To steer Saluni away from insulting Sharisha he decides that the person who is watching them is Mr. Yodd.
“And who is Mr. Yodd? Another one of your whales?”
“Perhaps it is time I formally introduced you to Mr. Yodd,” says the Whale Caller. “But first we need to get rid of this!”
He grabs the coat and drags it across the sand. He rolls it into a big ball and throws it into the water. Saluni yells at him as the waves toss it about until it cannot be seen anymore.
“I want my coat back,” she screams, stamping her feet like a spoilt child. “You go get my coat back!”

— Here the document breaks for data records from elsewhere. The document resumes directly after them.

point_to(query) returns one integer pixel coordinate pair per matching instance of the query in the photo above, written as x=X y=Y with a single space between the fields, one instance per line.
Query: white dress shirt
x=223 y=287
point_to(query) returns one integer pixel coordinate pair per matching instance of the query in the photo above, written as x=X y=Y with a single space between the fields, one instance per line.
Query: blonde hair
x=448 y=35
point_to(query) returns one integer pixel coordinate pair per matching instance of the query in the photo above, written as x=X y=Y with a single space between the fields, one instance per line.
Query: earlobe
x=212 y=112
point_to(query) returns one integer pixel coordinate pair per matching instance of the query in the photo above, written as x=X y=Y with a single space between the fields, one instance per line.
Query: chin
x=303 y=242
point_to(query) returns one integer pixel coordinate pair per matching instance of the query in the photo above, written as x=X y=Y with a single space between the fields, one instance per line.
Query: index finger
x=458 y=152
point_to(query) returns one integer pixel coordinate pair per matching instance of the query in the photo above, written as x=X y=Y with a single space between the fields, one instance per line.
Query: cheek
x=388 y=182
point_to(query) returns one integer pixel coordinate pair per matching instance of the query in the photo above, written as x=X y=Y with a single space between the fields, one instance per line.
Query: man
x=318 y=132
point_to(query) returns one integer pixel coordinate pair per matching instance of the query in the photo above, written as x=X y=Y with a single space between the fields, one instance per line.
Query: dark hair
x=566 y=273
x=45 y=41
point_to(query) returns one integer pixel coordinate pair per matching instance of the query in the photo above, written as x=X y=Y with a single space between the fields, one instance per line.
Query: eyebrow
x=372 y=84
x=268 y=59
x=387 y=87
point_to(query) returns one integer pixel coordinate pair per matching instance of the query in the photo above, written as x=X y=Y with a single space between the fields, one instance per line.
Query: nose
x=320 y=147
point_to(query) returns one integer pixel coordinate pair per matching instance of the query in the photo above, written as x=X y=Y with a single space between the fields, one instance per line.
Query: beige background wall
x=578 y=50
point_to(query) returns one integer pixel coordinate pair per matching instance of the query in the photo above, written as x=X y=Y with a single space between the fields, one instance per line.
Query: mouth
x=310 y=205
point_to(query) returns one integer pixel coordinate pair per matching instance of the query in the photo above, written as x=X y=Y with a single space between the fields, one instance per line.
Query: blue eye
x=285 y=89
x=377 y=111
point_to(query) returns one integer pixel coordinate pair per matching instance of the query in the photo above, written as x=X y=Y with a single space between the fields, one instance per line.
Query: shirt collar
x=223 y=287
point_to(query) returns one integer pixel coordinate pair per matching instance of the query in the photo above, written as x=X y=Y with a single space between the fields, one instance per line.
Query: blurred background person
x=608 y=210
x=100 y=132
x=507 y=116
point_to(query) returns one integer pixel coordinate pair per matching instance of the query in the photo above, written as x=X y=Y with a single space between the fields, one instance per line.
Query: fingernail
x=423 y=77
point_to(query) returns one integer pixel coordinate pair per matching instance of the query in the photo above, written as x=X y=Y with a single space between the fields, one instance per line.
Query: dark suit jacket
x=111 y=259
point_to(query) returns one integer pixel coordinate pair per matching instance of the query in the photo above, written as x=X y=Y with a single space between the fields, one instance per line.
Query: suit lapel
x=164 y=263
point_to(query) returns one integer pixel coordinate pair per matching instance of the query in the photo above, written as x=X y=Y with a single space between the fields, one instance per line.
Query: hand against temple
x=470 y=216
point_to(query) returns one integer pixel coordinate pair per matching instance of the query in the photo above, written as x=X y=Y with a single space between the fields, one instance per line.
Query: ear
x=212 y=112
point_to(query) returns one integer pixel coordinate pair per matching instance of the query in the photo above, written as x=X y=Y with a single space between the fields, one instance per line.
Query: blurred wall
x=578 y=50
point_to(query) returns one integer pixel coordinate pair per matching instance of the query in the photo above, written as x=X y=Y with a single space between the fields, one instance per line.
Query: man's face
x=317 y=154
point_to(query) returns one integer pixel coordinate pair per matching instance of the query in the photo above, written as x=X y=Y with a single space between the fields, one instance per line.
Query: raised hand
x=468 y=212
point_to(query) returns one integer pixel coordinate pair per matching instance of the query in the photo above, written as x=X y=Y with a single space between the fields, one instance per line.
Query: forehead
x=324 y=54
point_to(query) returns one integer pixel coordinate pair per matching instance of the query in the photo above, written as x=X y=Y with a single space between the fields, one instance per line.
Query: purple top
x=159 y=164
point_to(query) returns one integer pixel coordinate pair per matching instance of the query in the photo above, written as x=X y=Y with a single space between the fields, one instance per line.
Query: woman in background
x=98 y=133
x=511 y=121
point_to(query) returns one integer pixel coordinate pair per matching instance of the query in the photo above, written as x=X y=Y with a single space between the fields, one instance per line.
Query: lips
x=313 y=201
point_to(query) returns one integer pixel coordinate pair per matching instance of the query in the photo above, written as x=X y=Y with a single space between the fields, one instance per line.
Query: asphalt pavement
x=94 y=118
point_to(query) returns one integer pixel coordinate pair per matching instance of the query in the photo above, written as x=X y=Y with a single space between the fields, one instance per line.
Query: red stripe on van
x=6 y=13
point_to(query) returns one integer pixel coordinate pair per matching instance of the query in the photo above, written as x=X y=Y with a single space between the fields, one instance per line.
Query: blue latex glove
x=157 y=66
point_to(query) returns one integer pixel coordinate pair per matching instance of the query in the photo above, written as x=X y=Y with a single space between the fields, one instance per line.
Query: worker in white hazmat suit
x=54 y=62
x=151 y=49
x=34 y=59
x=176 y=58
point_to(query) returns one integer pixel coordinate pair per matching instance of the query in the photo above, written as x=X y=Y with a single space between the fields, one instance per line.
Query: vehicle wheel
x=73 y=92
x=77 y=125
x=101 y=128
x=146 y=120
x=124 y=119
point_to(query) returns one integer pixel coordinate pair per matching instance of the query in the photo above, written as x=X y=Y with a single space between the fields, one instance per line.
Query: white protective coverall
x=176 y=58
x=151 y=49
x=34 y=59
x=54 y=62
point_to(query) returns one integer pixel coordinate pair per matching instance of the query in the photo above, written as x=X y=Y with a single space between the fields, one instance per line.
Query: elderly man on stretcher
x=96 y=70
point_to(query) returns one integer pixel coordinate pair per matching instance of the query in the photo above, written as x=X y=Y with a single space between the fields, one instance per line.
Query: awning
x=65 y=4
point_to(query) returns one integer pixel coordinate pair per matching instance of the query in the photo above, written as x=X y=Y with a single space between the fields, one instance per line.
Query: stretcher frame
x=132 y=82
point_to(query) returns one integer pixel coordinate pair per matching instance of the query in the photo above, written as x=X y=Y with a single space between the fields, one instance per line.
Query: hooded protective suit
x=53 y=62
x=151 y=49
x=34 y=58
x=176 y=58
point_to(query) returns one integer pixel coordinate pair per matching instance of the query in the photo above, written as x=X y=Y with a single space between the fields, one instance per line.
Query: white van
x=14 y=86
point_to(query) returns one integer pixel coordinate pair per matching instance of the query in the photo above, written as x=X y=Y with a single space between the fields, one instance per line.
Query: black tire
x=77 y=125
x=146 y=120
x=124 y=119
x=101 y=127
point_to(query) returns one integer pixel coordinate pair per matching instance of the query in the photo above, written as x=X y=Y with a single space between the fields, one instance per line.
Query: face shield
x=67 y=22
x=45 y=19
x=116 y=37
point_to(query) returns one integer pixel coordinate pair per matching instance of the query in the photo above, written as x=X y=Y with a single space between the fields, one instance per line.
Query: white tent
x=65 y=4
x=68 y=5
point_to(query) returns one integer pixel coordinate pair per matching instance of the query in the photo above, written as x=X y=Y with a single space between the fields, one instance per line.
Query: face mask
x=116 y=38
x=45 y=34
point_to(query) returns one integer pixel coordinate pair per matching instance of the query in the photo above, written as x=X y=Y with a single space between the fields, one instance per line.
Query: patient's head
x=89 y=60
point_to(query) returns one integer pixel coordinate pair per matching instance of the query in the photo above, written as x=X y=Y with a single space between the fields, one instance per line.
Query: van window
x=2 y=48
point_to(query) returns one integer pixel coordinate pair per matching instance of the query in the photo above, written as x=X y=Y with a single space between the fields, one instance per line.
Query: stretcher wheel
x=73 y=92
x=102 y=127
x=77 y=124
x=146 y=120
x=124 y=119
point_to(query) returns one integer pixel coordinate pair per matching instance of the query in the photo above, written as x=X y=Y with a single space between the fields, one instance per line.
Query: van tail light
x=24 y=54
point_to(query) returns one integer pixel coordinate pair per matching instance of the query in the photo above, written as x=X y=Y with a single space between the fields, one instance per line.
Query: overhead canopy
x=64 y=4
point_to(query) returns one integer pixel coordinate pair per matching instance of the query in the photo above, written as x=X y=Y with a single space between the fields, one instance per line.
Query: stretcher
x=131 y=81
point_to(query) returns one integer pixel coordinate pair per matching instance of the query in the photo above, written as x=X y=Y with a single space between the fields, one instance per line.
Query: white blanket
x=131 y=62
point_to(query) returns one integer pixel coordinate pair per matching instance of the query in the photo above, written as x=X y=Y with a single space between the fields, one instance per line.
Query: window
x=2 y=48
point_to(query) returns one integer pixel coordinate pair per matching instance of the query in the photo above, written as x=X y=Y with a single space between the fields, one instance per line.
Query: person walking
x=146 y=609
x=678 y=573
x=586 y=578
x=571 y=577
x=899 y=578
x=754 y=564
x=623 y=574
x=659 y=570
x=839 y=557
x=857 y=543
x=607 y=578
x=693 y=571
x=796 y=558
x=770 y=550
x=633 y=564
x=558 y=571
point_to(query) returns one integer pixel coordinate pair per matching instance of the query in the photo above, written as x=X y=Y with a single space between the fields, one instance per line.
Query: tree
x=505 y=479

“No, I won’t,” he says, with the firmness of a father talking to a naughty child. “You are more beautiful without that coat. Come with me, I want to show you something.”
“No, I won’t, not until you give me my coat back.”
He grabs her arm and drags her along to the Old Harbour and down the crag to Mr. Yodd’s grotto. She is taken by surprise by his firmness, and sulkily she allows herself to be dragged along. He kneels before the grotto, but she refuses to do so. She just stands there and stares at him in defiant mien, her cheeks filled with air like a balloon signalling her anger.

Hoy, Mr. Yodd. She is Saluni. We are just walking the road together, Mr. Yodd. We do not have a destination. We’ll see how far it takes us. We’ll see where it takes us.

As they walk up the crag from the grotto he is wondering why Mr. Yodd did not laugh at him this time. He had only listened to his brief confession without any comment. Was it because of the presence of Saluni, who had refused to kneel down? Such confessions are a self-flagellation, and it doesn’t help if Mr. Yodd decided not to humiliate him. He needs his dose of mortification and is disappointed that none was forthcoming from today’s confession.
Saluni on the other hand is still livid. The water is beginning to evaporate from her clothes and she is shivering from the cold. She wonders why he called her a fellow-traveller without a destination — a slight from the man she regards as the love of her life. What about Sharisha? Does he think he has a destination with Sharisha? She fumes even more when she remembers her coat. She feels naked without her coat.
This is a new side of him she has not seen before: first the laughter, and then the firmness! There is hope yet. Life will be perfect the day he surprises her with another kind of firmness — where it matters most.
Strangely she feels as if a burden has been lifted off her shoulders. She feels free. The freedom of the naked!
Although — ostensibly to get back at him for the coat and the laughter — she ridicules the foolishness of talking to rock rabbits at a nondescript cave, she is curious about the ritual of confession. She is secretly fascinated by the unseen confessor. The Whale Caller professes to hate the rituals she is trying to introduce in his life, yet in his own way he is a creature of ritual. Often she secretly follows him as he goes to confess. He does not know she is there listening. She stands against the wind for she knows he can smell her. Sometimes she doesn’t hear what he tells Mr. Yodd because the wind takes his words in another direction.